Michael Schottenberg Der Wiener (geb. 1952) ist seit 1975 Fixgröße auf Bühne, in TV und Kino, auch als Regisseur. Ab 2005 leitete er zehn Jahre das Volkstheater, seit 2015 ist er Reiseautor. 2019 wurde er bei „Dancing Stars“ Zweiter
Vom Inn bis zum Böhmerwald, vom Sengsengebirge bis ins Salzkammergut
Oberösterreich! Beinahe ein ganzes Jahr lang war ich unterwegs. Was für eine Lust, eine Welt zu erkunden, die aus vier Vierteln besteht, dachte ich. Ich sollte recht behalten. Hausruck-, Inn-, Traun- und Mühlviertel gleichen in ihrer Vielfalt einem Kaleidoskop, das Funkeln für denjenigen bereithält, der zu erkennen vermag. Vom Ufer des mächtigen Inn bis zum Böhmerwald, vom Sengsengebirge bis ins Salzkammergut, von den Gestaden des Traunsees bis zum Naturparadies Schlögener Schlinge – auf meiner roten Vespa brauste ich durch alle Regionen. Ich kam aus dem Staunen nicht heraus. Die Schönheit der Landschaft ergibt sich aus der harmonischen Verbindung von majestätischen Berggipfeln und sanften Hügeln, von endlosen Ebenen bis hin zu ruhigen Gewässern – die Vielfalt der Natur und die Einzigartigkeit der Topografie formen eine Kulisse, die Staunen macht.
Ich wollte ein Buch über ein Land schreiben. Ich schrieb eines über Menschen.
Wie viel Neuland durfte ich betreten, und wie oft verlor ich mich in Lebensentwürfen? Herzenswärme und Humor zeichneten meine Begegnungen aus. Mal waren es Zufälligkeiten, die das Leben meiner Gesprächspartner beeinflussten, mal das bewusste Erkennen des Augenblicks. Wie Prismen unterschiedlicher Farben und Formen fügten sich meine Polaroidaufnahmen zu einem Ganzen und ergaben das Identitätsdiagramm eines Landes. Ich befüllte einen Zettelkasten der besonderen Art – mit Unbekanntem, Überraschendem, Verborgenem.

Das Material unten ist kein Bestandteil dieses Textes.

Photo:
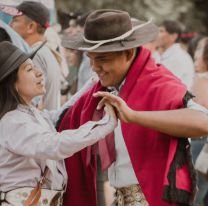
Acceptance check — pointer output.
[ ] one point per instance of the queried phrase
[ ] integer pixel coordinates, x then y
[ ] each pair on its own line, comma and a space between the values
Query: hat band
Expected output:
120, 38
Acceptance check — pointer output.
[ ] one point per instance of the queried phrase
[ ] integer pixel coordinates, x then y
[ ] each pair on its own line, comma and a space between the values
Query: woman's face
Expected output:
30, 81
199, 64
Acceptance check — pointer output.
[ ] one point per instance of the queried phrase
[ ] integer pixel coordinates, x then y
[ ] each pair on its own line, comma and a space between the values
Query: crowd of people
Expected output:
110, 111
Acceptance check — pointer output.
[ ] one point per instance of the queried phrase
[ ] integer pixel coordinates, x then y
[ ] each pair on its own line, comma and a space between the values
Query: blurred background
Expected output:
192, 13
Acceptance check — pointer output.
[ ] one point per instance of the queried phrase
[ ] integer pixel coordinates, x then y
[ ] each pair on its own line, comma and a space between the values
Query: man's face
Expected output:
165, 39
111, 67
19, 24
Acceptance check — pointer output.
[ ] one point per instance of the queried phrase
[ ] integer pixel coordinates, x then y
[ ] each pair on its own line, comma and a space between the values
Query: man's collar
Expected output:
114, 90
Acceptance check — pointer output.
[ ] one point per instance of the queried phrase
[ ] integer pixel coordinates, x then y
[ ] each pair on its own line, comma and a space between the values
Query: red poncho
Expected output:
153, 155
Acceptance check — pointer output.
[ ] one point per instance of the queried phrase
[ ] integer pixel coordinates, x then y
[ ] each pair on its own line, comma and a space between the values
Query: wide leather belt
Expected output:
17, 197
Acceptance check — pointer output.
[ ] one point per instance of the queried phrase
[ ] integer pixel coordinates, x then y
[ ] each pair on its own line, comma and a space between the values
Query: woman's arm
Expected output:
54, 115
31, 139
179, 123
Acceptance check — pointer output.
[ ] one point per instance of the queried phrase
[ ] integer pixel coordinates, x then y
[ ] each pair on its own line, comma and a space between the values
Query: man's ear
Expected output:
130, 53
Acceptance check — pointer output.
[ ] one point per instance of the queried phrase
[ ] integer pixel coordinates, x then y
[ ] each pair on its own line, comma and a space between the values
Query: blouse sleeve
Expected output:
32, 140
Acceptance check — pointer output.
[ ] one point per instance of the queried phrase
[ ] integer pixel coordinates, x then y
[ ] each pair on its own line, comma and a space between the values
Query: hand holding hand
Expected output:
124, 113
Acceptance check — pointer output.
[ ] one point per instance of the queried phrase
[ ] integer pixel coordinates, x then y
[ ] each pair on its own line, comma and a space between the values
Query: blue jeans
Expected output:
202, 183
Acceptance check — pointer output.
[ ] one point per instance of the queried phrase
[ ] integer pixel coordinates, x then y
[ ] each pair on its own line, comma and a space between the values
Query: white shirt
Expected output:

Paneum in Asten: Brot als Gesamtkunstwerk
Die Welt rund um mich betrachtete ich wie ein Gemälde, achtete auf die Schattierungen der Gedanken, und warf einen Blick hinter den Horizont von Geschichten. Wie ein Schmetterlingsjäger sammelte ich Beiläufigkeiten, Worte, Gesten. Aus all dem ergaben sich Bilder, die sich zu einer Welt neuen Seins zusammensetzten. Aus der Vielfalt der Unterschiedlichkeiten erschloss sich mir die Seele eines Landes: Die des Tierpräparators Höller, in dessen Dachboden Thomas Bernhard seinen Roman „Korrektur“ schrieb, die der kapriziösen Holzkünstlerin Annerose R., die mit der Kettensäge Puppen schnitzt, die des Bäckermeisters, der eine Wunderkammer voll mit Brotkunstwerken besitzt, die des Riesen, der so groß war, dass er die Welt zu seinen Füßen nicht mehr sah, die der Frau, die auf ihrer Toilette ein Schiffsmuseum betreibt und über den Sinn des Scheiterns nachdenkt, die des Lehrers, dessen Name zur Vokabel wurde und der lateinische Verse in oberösterreichische Mundart übertrug, und die des Linzer Dom-Eremiten, der sich zu meiner großen Verwunderung als der Autor selbst, also ich, entpuppte.

Michael Schottenberg: „Oberösterreich für Entdecker“ aus der Serie „Schotti to go“ Amalthea. 240 Seiten. 25 Euro
„Alter ist ein Geschenk, wenn man nicht vergessen hat, was Anfangen heißt“, sagt der Philosoph Martin Buber. Wie immer am Beginn einer Reise war ich aufgeregt und fühlte mich jung. Oberösterreich zu bereisen, heißt, seine Bewohner verstehen und lieben zu lernen. Wahrscheinlich ist es das, das mich antreibt und wonach ich mich sehne: das Herzklopfen. Ich wollte ein Buch über ein Land schreiben. Ich schrieb eines über Menschen.